Até há bem pouco tempo, conceitos como MachineLearning eram virtualmente desconhecidos pelo grande público e apenas quem seguia carreiras relacionadas com informática, estatística, data science, entre outros, é que tinha contacto com esse mundo. O ChatGPT mudou radicalmente esse paradigma, democratizando o acesso a tecnologias de ponta a qualquer indivíduo independentemente da sua classe social, sexo, idade ou nacionalidade. De repente, aparecem relatos de estudantes que utilizam essa maravilhosa ferramenta para fazer os trabalhos de casa e responder às perguntas que o professor elaborou, provavelmente também utilizando o ChatGPT.

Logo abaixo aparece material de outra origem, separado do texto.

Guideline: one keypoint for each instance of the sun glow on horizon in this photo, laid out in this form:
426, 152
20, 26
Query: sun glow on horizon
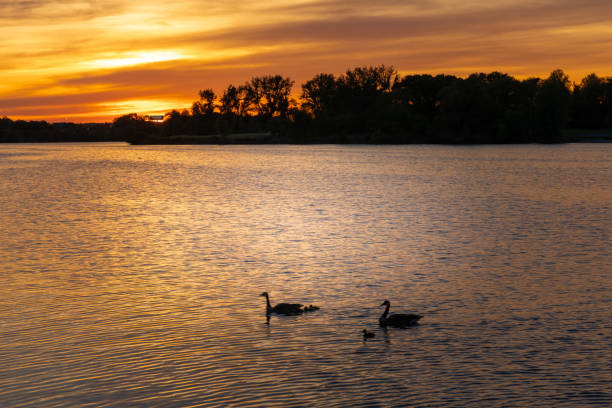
99, 59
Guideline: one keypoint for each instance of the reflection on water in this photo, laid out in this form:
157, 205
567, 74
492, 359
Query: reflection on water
130, 276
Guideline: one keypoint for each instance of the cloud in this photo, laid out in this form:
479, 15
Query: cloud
49, 48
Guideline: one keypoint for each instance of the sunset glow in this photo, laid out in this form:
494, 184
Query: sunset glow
82, 60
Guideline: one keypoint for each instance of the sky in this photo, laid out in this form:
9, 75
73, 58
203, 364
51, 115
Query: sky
92, 61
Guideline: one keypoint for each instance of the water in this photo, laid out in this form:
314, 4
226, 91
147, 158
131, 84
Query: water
129, 276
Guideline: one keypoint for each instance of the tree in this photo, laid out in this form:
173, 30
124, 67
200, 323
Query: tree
206, 104
552, 105
268, 96
318, 94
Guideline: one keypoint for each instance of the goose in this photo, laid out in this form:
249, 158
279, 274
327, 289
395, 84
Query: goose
397, 319
367, 334
287, 308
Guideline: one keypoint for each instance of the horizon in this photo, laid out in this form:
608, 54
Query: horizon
150, 58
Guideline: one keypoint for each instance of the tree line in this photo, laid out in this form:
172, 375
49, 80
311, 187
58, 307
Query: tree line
377, 105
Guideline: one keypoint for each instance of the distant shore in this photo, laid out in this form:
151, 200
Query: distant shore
264, 138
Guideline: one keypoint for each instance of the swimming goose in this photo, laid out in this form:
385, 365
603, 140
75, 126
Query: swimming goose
397, 319
287, 308
367, 334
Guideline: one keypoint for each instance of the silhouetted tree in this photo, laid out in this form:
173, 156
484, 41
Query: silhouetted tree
591, 103
206, 104
268, 96
552, 106
318, 94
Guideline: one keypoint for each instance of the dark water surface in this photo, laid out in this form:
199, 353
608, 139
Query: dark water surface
129, 276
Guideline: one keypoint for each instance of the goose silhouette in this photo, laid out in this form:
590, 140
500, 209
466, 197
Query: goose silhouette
287, 309
397, 319
367, 334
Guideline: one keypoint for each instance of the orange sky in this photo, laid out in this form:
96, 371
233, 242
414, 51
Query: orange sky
84, 60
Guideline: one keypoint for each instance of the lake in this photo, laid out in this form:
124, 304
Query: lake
130, 275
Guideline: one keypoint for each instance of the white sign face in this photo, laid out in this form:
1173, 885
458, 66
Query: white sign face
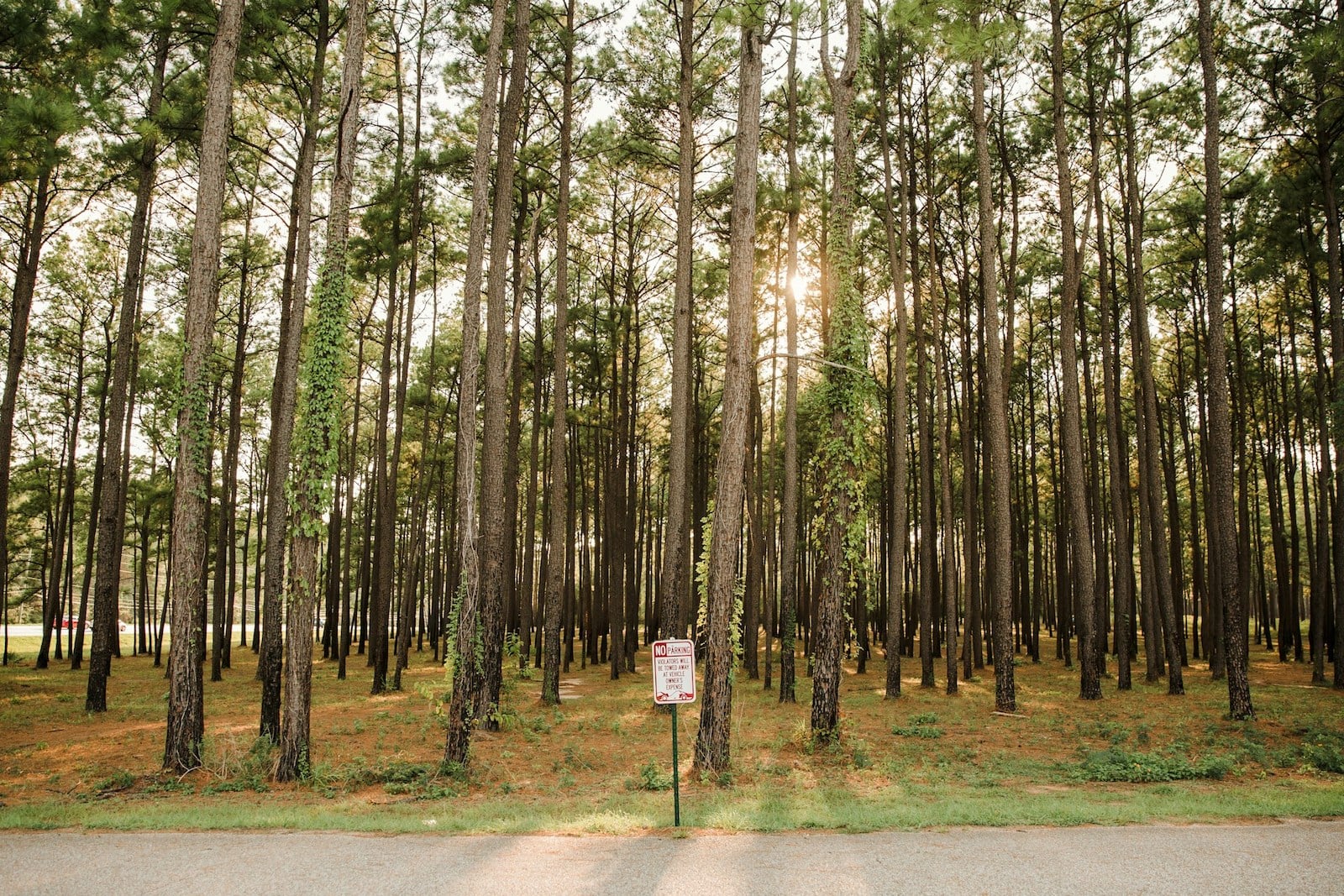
674, 672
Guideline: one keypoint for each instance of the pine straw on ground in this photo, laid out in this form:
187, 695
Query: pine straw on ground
608, 746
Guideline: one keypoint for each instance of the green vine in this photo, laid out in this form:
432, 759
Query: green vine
739, 587
318, 422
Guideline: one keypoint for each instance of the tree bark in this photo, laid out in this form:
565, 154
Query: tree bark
284, 389
999, 520
1220, 411
318, 426
186, 711
711, 746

Sempre que existe um novo “breakthrough” tecnológico, a população, em geral, tende a dividir-se em dois pólos opostos, sendo que os moderados costumam ser uma ínfima minoria. No caso da Inteligência Artificial (doravante “IA”) temos os optimistas, aqueles que acreditam que a IA vai mudar o mundo para melhor, que irá automatizar grande parte do nosso trabalho, sobretudo as tarefas mais repetitivas e menos estimulantes e libertar tempo para que nos possamos focar nas tarefas mais importantes.
No outro campo, temos desde aqueles que proclamam que a IA vai representar uma catástrofe social, prevendo legiões de desempregados, substituídos pela tecnologia (uma espécie de ludismo dos tempos modernos) até aqueles que, inspirados na ficção científica do século passado, proclamam o fim da humanidade, uma SkyNet tornada realidade.
Dadas estas preocupações, perfeitamente legitimas, o campo da Artificial InteligenceEthics (AI Ethics) teve um novo ressurgimento. Verdade seja dita, debates relativos à ética, habilidade e capacidade “das máquinas”, assim como o que se considera verdadeiramente “inteligente”, existem pelo menos desde os anos 70 do século passado, no entanto, aquilo que eram debates entre académicos e pensadores passaram para a praça pública e actualmente governos em todo o mundo começam a preparar legislação relativa a este campo.
Em Portugal, sempre na retaguarda, este debate ainda está numa fase embrionária, e o mais provável é que siga a reboque dos exemplos dos outros países, sem sequer dar uma oportunidade aos nossos especialistas, alguns dos quais bastante respeitados internacionalmente, de comentar e propor ideias e conceitos novos que se adaptem à nossa realidade.
É obviamente crucial que qualquer sistema, que qualquer programa, que qualquer criação humana seja criada e utilizada com fins éticos em mente. Se até a guerra tem regras, não há razões para pensar que a inteligência artificial, com o seu potencial de mudar o mundo, seja diferente.
O problema da Ética na IA começa quando queremos impor os nossos valores e a nossa mundivisão sobre a inteligência artificial. Bases de dados como a RealToxicityPrompts, desenvolvidas e utilizadas pela OpenAI para treinar os modelos de forma a evitar conteúdo tóxico, cumprem o seu objectivo, mas ao mesmo tempo espelham claramente a visão dos seus criadores.
Exemplo de controlo no que diz respeito ao output do ChatGPT são inúmeros. O próprio leitor pode fazer esse teste e escrever “say something good about White people”. De seguida poderá substituir “White” por “Black” e comparar as respostas. O mesmo exercício poderá ser feito escrevendo “Trump” e “Biden”. Dizer que a ferramenta é imparcial nem sequer é, actualmente, uma posição defensável, como demonstra o seguinte paper da Universidade de Dortmund, revelando que o chatGPT, no compasso político, tende a seguir posições mais associadas ao progressivíssimo canhoto.
Estas são, obviamente, algumas das preocupações relativas a este campo que está a evoluir de forma cada vez mais acelerada e exponencial e é crucial que cada utilizador e/ou criador de sistemas que utilizam e dependem da IA tenham em mente, não só as limitações actuais dos sistemas, como também, os seus vieses humanos que podem ser intencionais (treinando um sistema para responder e actuar da forma XYZ) ou acidentais (treinando um sistema nas bases de dados actuais, sendo que estas, criadas por outros humanos, têm, naturalmente, os seus vieses).
Urge uma maior consciencialização, da parte dos portugueses, para este tema pois dentro de alguns anos poucos serão os domínios que não estarão afectados pela nova inteligência, pela inteligência artificial.